Caso emblematico è quello di Andre Layton, la cui prospettiva risulta del tutto assente. La leadership che l’ex detective si è ritrovato a dover sostenere lo sta mettendo di fronte a scelte che minano la sua integrità, eppure il conflitto che si suppone star vivendo non viene per niente evidenziato. Lo vediamo agire meccanicamente, senza che il suo operato sia filtrato da reazioni di alcun tipo. È questa la resa che spetta a quello che sulla carta è il protagonista della storia?
Wilford è un tasto particolarmente dolente, perché il personaggio interpretato da Sean Bean avrebbe tutte le carte in regola per funzionare. Dotato di un innegabile carisma, il creatore dello Snowpiercer è temibile e autoritario, ma è anche volubile, pieno di pulsioni pronte a trasformarsi in altrettante debolezze tramite cui attaccarlo. Basti guardare all’ossessione che nutre per Audrey e al modo in cui se ne lascia risucchiare.

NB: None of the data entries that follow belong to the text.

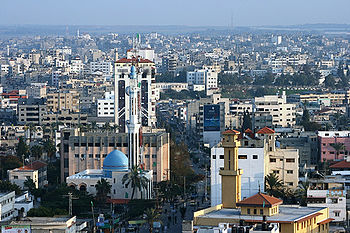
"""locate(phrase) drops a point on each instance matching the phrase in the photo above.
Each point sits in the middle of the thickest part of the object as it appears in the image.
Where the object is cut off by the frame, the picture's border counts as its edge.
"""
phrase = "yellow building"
(257, 208)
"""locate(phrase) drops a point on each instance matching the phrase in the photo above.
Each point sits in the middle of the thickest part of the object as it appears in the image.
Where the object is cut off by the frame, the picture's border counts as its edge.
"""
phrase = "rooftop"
(260, 199)
(286, 214)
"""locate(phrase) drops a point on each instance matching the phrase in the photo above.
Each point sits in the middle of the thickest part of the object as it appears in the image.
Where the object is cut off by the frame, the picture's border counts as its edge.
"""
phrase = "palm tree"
(103, 188)
(302, 192)
(136, 177)
(273, 185)
(338, 146)
(151, 216)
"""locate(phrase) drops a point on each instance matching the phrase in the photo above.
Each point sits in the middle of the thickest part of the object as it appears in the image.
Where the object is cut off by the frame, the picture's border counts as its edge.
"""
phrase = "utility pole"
(70, 203)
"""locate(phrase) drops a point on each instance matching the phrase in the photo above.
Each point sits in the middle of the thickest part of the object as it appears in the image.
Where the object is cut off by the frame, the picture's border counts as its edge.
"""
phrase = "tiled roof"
(341, 164)
(126, 60)
(260, 200)
(231, 131)
(33, 166)
(248, 131)
(266, 130)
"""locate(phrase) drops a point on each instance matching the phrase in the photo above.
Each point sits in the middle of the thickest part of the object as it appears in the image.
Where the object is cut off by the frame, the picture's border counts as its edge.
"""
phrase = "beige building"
(283, 114)
(37, 171)
(282, 162)
(63, 101)
(88, 151)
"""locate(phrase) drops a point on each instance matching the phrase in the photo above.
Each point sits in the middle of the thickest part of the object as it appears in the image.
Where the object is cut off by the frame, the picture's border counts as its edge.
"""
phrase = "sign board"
(15, 229)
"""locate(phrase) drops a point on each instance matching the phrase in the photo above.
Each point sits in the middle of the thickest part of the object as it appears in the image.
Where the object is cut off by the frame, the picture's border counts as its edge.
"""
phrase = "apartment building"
(334, 145)
(65, 100)
(7, 202)
(283, 114)
(146, 72)
(37, 171)
(82, 151)
(31, 111)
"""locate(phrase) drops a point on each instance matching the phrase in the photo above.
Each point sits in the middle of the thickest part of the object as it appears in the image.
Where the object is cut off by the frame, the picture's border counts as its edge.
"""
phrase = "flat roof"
(286, 214)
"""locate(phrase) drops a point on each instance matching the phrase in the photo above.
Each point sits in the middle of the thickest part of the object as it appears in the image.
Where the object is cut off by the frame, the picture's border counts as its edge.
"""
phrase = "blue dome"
(116, 161)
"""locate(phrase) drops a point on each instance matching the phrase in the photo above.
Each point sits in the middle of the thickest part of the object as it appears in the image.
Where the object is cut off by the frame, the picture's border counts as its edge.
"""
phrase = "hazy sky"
(175, 12)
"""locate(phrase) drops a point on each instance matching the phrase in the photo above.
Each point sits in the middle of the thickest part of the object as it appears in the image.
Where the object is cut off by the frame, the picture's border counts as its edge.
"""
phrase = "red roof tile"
(33, 166)
(231, 131)
(260, 200)
(134, 59)
(248, 131)
(341, 164)
(266, 130)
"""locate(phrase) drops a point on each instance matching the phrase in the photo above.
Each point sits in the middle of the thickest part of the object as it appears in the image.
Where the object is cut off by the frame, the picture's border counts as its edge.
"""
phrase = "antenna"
(70, 203)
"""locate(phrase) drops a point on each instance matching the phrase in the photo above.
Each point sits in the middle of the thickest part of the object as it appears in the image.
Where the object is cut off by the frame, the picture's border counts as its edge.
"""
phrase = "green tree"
(29, 185)
(329, 81)
(137, 179)
(274, 186)
(151, 216)
(103, 189)
(338, 147)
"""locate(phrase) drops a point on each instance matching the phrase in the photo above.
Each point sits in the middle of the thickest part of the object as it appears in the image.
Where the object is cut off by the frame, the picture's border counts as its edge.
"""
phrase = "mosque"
(117, 164)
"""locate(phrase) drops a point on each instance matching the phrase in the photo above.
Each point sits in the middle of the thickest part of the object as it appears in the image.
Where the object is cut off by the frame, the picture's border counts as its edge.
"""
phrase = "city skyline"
(193, 13)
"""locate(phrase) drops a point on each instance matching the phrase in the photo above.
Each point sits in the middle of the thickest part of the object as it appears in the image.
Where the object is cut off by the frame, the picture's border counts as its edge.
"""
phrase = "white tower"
(134, 121)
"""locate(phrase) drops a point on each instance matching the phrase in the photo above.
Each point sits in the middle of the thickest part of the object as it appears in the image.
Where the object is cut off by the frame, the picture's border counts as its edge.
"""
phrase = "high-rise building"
(146, 75)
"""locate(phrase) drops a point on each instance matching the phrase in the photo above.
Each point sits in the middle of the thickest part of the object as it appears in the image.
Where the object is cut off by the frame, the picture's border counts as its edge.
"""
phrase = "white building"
(283, 114)
(7, 202)
(105, 67)
(206, 77)
(115, 166)
(251, 160)
(105, 107)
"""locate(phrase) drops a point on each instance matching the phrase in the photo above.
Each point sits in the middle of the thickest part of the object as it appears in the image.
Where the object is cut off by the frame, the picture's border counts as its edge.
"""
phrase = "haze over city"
(180, 12)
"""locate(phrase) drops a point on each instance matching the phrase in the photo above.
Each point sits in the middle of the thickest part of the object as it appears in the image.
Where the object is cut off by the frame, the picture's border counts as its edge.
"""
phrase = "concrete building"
(37, 171)
(105, 107)
(46, 224)
(88, 151)
(206, 77)
(146, 75)
(115, 166)
(330, 141)
(259, 207)
(283, 114)
(31, 111)
(251, 160)
(7, 202)
(66, 100)
(106, 67)
(329, 192)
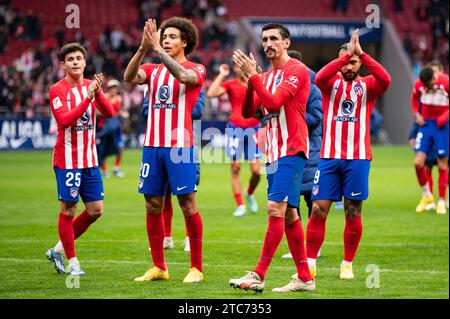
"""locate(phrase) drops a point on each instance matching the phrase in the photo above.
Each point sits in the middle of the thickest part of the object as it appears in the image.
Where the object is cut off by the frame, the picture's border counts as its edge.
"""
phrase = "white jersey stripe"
(284, 132)
(181, 115)
(327, 148)
(150, 106)
(351, 126)
(80, 142)
(157, 111)
(338, 131)
(363, 122)
(168, 113)
(90, 133)
(68, 139)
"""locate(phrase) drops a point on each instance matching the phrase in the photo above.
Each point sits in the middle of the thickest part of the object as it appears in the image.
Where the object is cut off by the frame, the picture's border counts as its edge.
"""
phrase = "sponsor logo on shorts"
(74, 192)
(315, 190)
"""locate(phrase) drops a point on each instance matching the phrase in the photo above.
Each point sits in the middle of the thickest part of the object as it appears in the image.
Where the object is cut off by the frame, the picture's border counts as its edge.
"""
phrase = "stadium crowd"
(24, 84)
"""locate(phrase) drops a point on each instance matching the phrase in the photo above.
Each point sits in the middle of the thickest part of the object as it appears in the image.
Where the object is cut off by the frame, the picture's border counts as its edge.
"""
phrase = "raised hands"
(224, 70)
(95, 85)
(150, 36)
(354, 46)
(245, 63)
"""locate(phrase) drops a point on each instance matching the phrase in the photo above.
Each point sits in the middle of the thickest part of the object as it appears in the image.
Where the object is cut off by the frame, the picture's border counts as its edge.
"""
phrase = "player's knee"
(274, 209)
(352, 211)
(443, 164)
(419, 162)
(153, 206)
(318, 211)
(96, 213)
(235, 169)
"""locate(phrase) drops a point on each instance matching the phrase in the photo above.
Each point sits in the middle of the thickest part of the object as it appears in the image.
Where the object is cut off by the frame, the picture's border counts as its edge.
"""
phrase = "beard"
(273, 52)
(350, 76)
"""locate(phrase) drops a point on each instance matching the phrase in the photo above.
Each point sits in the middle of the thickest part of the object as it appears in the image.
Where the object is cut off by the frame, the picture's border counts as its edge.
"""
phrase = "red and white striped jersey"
(434, 102)
(347, 108)
(74, 113)
(283, 94)
(169, 121)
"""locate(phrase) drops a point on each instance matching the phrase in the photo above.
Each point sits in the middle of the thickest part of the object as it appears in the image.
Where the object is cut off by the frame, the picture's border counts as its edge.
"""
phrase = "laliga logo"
(164, 93)
(292, 80)
(85, 117)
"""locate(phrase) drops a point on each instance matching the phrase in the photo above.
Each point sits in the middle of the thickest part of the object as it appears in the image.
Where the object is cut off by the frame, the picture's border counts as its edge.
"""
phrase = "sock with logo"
(155, 233)
(296, 243)
(274, 235)
(443, 182)
(315, 235)
(65, 230)
(167, 215)
(352, 236)
(194, 227)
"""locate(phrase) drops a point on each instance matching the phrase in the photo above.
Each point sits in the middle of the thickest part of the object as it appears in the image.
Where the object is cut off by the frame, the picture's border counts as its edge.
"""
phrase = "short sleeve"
(148, 69)
(226, 85)
(294, 79)
(200, 71)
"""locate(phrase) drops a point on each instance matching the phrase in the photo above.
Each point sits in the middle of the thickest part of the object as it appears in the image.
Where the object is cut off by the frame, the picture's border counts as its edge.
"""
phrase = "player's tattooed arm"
(177, 70)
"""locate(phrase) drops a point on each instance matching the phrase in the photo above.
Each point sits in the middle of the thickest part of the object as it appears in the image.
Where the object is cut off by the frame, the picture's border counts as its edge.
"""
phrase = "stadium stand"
(112, 29)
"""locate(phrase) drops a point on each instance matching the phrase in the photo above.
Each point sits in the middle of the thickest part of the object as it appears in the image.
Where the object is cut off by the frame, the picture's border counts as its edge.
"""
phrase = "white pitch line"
(250, 242)
(288, 268)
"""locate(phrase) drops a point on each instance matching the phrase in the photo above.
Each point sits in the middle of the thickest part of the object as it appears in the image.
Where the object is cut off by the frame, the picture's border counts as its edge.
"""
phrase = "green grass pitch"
(410, 250)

Abbiamo assistito a momenti estremamente forti, con protagonisti personaggi indotti al suicidio dal suo semplice volere, ma l’impatto di certe scene non può sostituirsi alla genesi psicologica di quest’inquietante influenza, anzi: rende ancora più necessario ripercorrerla e sviscerarla. Se quella che ci è stata mostrata è una superficie che attende di essere scalfita allora va bene, ma in caso contrario si tratta di un esempio di narrazione che punta sulla suggestione invece che sulla sostanza.

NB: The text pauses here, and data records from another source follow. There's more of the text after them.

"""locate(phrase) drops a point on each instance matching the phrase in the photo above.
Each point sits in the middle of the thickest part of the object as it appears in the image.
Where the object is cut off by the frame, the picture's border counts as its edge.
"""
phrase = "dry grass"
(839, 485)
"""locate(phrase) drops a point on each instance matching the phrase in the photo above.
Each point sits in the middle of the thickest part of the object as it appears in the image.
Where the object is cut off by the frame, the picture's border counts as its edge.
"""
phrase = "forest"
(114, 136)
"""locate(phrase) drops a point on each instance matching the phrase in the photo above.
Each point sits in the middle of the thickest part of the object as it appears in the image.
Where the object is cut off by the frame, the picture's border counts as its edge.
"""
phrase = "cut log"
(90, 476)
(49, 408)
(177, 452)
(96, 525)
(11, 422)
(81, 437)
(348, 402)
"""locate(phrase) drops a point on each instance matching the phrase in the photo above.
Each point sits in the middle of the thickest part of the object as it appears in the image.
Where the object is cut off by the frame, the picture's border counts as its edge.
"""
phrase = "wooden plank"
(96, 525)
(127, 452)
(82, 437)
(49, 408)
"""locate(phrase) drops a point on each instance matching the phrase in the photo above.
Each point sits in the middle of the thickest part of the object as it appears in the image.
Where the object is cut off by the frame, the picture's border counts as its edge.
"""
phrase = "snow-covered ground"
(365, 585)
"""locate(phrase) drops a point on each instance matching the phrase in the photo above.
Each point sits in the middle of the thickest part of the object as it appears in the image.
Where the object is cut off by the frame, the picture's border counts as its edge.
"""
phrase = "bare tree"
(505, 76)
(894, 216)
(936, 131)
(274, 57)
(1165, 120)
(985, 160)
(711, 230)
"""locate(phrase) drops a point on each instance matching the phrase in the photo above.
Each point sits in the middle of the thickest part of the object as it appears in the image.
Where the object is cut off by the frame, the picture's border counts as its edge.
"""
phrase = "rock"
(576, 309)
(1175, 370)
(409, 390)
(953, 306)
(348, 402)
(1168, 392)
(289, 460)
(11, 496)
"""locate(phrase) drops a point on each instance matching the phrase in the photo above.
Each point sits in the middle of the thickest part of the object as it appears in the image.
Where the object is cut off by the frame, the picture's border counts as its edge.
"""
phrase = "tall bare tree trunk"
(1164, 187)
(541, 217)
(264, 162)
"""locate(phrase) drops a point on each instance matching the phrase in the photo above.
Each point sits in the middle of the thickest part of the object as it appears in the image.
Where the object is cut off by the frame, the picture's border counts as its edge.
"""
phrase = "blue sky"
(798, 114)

Potremmo perdonare alla seconda stagione di Snowpiercer di non essere qualitativamente eccellente se fosse quantomeno godibile, ma la verità è che lascia a desiderare anche sul piano del puro intrattenimento. Lo fa per via di una narrazione esasperatamente attendista, sempre impegnata a gettare premesse che sfociano in risvolti poco o per nulla incisivi. Se dopo il sesto di dieci episodi abbiamo l’impressione che le vicende non siano ancora entrate nel vivo c’è sicuramente qualcosa che non va nella scansione dei ritmi.
La storia è un elettrocardiogramma piatto che non abbandona la linearità tracciata dal suo percorso. Non offre guizzi, non un’accelerata, non un momento in grado di far trepidare o capace di entusiasmare.
Snowpiercer si limita a eseguire il compitino con il quale aggiudicarsi un tranquillo sei in pagella, ma in questo modo il voto che finisce per ottenere è decisamente più basso della sufficienza. Una serie con tematiche ambiziose come quelle affrontate dalla novel di Jacques Lob e Jean-Marc Roquette non può accontentarsi di un’attuazione così piatta e basilare. Lo Snowpiercer è teatro di conflitti laceranti, è simbolo di ideali la cui valenza oltrepassa ampiamente il perimetro tracciato dai vagoni: se la rappresentazione di un siffatto oggetto manca di potenza, allora non può dirsi riuscita.